19ème long-métrage de Merzak Allouache, présenté aux Journées cinématographiques de Carthage 2024 où le réalisateur a donné une masterclass (à lire ici), Première ligne se révèle, au-delà d’être une comédie de mœurs, une observation satirique de l’évolution de la société algérienne.
La première ligne, c’est la meilleure place à la plage face à la mer : il faut se dépêcher pour pouvoir l’occuper. C’est ce que fait la famille Bouderbala de bon matin, mais les préparatifs prennent du temps et la plage est déjà bondée. Qu’à cela ne tienne, elle installe sa tente devant les autres. Mais voilà qu’arrive la famille Kadouni qui soudoie Hakim qui gère la plage pour s’installer juste devant les Bouderbala, lesquels, bien sûr, ne tardent pas à réagir. Un compromis est finalement trouvé et le film continue à dérouler un regard amusé sur les travers de chacune et chacun, tableau des contradictions entre générations et révélation des relations amoureuses, jusqu’à ce que la situation s’embrase et que tout le monde se retrouve au poste !

Ainsi décrit, Première ligne est une bouffonnante farce en scope, que la musique enjouée et les couleurs vives des parasols situent dans la légèreté estivale. On en sourit sans pour autant s’esclaffer. Derrière le plaisant amusement se profile une satire. Cette plage, on y fait la cuisine comme chez soi, chacun se l’approprie autant que faire se peut. Ce n’est cependant pas à ce niveau que la satire agit : elle n’est pas moquerie. Allouache est bienveillant, il respecte ses sujets. Il apprécie clairement le parler populaire et son humour, une dérision-miroir où chacun se retrouve même dans ce cadre purement fictionnel. Et il met volontiers l’accent sur les aspirations tant sociales qu’amoureuses d’une jeunesse qui étouffe, voudrait dépasser les injonctions parentales et songe à partir.

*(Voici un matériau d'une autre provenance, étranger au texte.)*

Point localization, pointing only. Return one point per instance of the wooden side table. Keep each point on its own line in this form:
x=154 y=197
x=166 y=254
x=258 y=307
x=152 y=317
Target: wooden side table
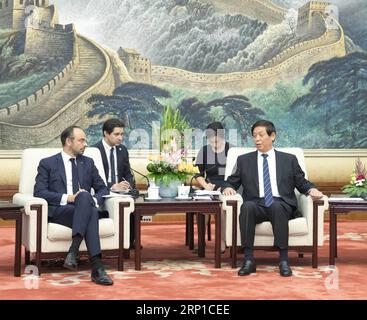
x=338 y=206
x=9 y=211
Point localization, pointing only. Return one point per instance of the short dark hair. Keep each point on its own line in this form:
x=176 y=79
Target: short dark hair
x=215 y=129
x=68 y=133
x=111 y=124
x=270 y=128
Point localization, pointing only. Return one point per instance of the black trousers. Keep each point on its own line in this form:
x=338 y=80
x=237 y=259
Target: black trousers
x=82 y=217
x=255 y=212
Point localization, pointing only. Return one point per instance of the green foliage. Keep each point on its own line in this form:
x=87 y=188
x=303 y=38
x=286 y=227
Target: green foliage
x=12 y=92
x=172 y=126
x=161 y=171
x=354 y=191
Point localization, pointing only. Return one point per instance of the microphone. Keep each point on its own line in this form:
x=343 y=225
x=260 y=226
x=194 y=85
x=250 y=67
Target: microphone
x=143 y=175
x=192 y=178
x=200 y=175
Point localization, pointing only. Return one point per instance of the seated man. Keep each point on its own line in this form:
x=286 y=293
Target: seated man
x=115 y=157
x=65 y=181
x=268 y=178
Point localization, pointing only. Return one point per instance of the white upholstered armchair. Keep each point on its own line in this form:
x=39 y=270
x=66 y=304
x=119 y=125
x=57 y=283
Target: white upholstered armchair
x=306 y=233
x=49 y=240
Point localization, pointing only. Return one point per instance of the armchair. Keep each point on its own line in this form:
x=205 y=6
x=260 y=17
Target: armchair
x=305 y=233
x=49 y=240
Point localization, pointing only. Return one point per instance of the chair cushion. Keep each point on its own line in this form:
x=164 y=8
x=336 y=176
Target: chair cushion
x=297 y=227
x=58 y=232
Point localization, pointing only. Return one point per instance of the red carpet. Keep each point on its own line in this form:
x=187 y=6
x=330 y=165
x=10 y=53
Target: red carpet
x=171 y=271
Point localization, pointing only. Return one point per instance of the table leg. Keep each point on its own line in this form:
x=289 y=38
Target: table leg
x=137 y=242
x=218 y=236
x=201 y=235
x=187 y=230
x=332 y=236
x=190 y=229
x=234 y=235
x=18 y=245
x=120 y=263
x=336 y=236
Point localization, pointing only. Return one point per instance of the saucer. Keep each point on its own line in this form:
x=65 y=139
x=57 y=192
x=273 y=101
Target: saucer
x=183 y=198
x=147 y=198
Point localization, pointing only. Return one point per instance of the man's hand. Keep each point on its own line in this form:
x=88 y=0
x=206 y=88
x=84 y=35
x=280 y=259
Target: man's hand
x=209 y=186
x=123 y=185
x=229 y=192
x=315 y=194
x=72 y=197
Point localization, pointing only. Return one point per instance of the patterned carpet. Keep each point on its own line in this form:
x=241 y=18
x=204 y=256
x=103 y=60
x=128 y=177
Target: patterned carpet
x=171 y=271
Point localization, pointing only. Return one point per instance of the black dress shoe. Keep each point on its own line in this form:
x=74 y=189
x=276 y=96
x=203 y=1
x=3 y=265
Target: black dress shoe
x=284 y=269
x=247 y=268
x=71 y=261
x=100 y=276
x=132 y=246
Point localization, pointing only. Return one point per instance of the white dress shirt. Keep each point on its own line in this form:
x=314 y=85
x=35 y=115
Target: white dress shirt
x=69 y=179
x=272 y=173
x=107 y=149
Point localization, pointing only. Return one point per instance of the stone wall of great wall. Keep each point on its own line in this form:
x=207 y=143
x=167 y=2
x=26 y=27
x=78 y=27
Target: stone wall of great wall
x=49 y=43
x=264 y=10
x=48 y=133
x=294 y=60
x=56 y=82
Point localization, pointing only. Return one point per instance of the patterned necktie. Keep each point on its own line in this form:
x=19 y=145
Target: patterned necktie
x=113 y=170
x=268 y=194
x=74 y=174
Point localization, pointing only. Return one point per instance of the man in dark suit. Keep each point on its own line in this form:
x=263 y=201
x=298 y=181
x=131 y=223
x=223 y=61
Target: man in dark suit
x=268 y=178
x=65 y=181
x=115 y=157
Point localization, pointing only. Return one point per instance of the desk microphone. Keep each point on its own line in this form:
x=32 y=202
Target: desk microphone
x=143 y=175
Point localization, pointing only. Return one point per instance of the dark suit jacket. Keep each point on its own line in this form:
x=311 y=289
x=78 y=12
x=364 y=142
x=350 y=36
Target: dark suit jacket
x=51 y=180
x=123 y=164
x=289 y=176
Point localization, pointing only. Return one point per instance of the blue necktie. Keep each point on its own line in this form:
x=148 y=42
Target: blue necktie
x=113 y=170
x=74 y=173
x=268 y=194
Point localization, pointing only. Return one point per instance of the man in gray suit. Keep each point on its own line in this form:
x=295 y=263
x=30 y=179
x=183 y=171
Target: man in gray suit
x=268 y=178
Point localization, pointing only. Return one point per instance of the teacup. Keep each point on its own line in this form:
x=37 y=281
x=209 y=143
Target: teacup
x=183 y=191
x=153 y=192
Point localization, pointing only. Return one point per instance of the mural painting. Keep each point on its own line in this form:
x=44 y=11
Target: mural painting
x=301 y=64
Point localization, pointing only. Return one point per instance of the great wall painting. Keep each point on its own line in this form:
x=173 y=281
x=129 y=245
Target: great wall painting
x=302 y=64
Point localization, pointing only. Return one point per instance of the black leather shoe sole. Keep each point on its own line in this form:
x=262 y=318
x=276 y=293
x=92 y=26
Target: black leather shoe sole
x=72 y=267
x=103 y=282
x=285 y=271
x=286 y=274
x=246 y=271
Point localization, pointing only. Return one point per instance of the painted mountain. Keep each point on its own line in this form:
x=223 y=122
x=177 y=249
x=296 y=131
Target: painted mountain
x=301 y=64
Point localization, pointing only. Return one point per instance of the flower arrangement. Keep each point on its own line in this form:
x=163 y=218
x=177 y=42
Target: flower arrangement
x=357 y=186
x=170 y=165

Ce faisant, ce qui l’intéresse est ce qui fondamentalement a changé : l’appropriation par les hommes de l’espace public pour s’enrichir. Il en dresse le cadre. Que les matriarches se chamaillent est dans le scénario, mais ce sont les hommes qui plantent le décor. La comédie laisse dès lors la place à des antagonismes latents qui tournent mal, une violence larvée qui pourrait vite dépasser une rixe sur une plage. La comédie n’est pas un genre réaliste mais le fond est là, et ce mélange d’humour et de gravité fait résonner le film comme un avertissement.